Is Omicron less virulent (cause less severe, “milder” disease)?

Maybe, depending on your vaccine/booster status, immunity from prior infection or vaccines, demographics and comorbidities. Studies have suggested that Omicron caused less severe disease, especially compared to Delta, but one study that controlled for vaccination status, demographics and comorbidities showed that the Omicron wave was just as deadly as the Delta and Alpha waves. Kids too young to get vaccines had similar or higher hospitalization rates with Omicron compared to Delta, though this may be due to a higher proportion of children getting infected when fewer precautions (masking, testing, distancing) were used during the Omicron waves. Disease severity between the newer Omicron variants appear to be similar.

  • How mild/severe Omicron infection is depends on an individual’s immune status and underlying health conditions.
  • A 2023 study of XBB.1.5 infection outcomes in New York City, the likely epicenter of XBB1.5’s emergence in the US, found that there was no evidence of increased disease severity compared to BQ.1. 
  • A pre-print study posted in May 2022 comparing the hospitalizations and deaths in Massachusetts during the Omicron wave found that after adjusting outcomes for vaccination status, demographics and comorbidities, hospitalization and mortality risk was similar during the Omicron wave compared to the Delta and Alpha waves.
  • A nationwide study found that Omicron causes less severe illness, especially among people who are vaccinated/immune (9 deaths/1,000 cases during Omicron vs. 13 deaths/1,000 cases during Delta). COVID-19 hospital stays were shorter, with fewer hospitalized people needing ICU stays, thanks to people getting vaccinated. However, case rates were 5x higher and hospitalization rates were 1.8x higher during the Omicron surge compared to the Delta surge, leading to more overall hospitalizations.
  • Among adults in the US ages 65+, those who were unvaccinated were 49 times more likely to be hospitalized for COVID-19 compared to those who were boosted as of January 19, 2022.
  • A large UK cohort study found that hospitalization and death rates for Omicron were much lower compared to Delta for people ages 11+ vaccinated and unvaccinated (aHR 0.41 overall for hospital admission and aHR 0.31 for death from Omicron; aHR 1.1 for kids <11 for hospital admission).
  • How severe an infection depends on a person’s underlying level of immunity (how many vaccine doses, prior infection, time since vaccination or infection, etc.) and health status.
  • Infection is less severe if you have a certain level of immunity, especially from vaccination and boosters.
  • People who are unvaccinated and/or only have immunity from infection from an earlier variant are at higher risk for severe illness from Omicron.
  • Omicron appears to stay more in the upper airways and cause less pneumonia.
  • The fact that Omicron infects many more people and there are still so many unvaccinated people led to hospitals across the US still getting overwhelmed with cases during the winter surge of 2021-2022.
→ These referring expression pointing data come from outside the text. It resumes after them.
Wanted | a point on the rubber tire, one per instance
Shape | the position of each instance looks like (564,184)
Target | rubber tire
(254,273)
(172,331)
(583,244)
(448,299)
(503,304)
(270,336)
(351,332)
Is there effective treatment or PrEP for Omicron infections?

Yes, there is effective treatment for Omicron, but there is no longer effective PrEP available against the current variants as of January 2023.

  • Paxlovid, remdesivir and molnupiravir are still effective as treatment against the newer variants.
  • Evusheld for COVID prevention is no longer authorized due to XBB and BQ resistance.
  • The monoclonal antibody COVID treatment , bebtelovimab is not effective against BQ.1/BQ.1.1 or XBB, and the FDA has withdrawn its authorization.
  • Read more here.

The emergence and rapid spread of the Omicron variant reminds us of how crucial it is to get vaccines, boosters, testing, high-quality masks and good ventilation to everyone around the globe.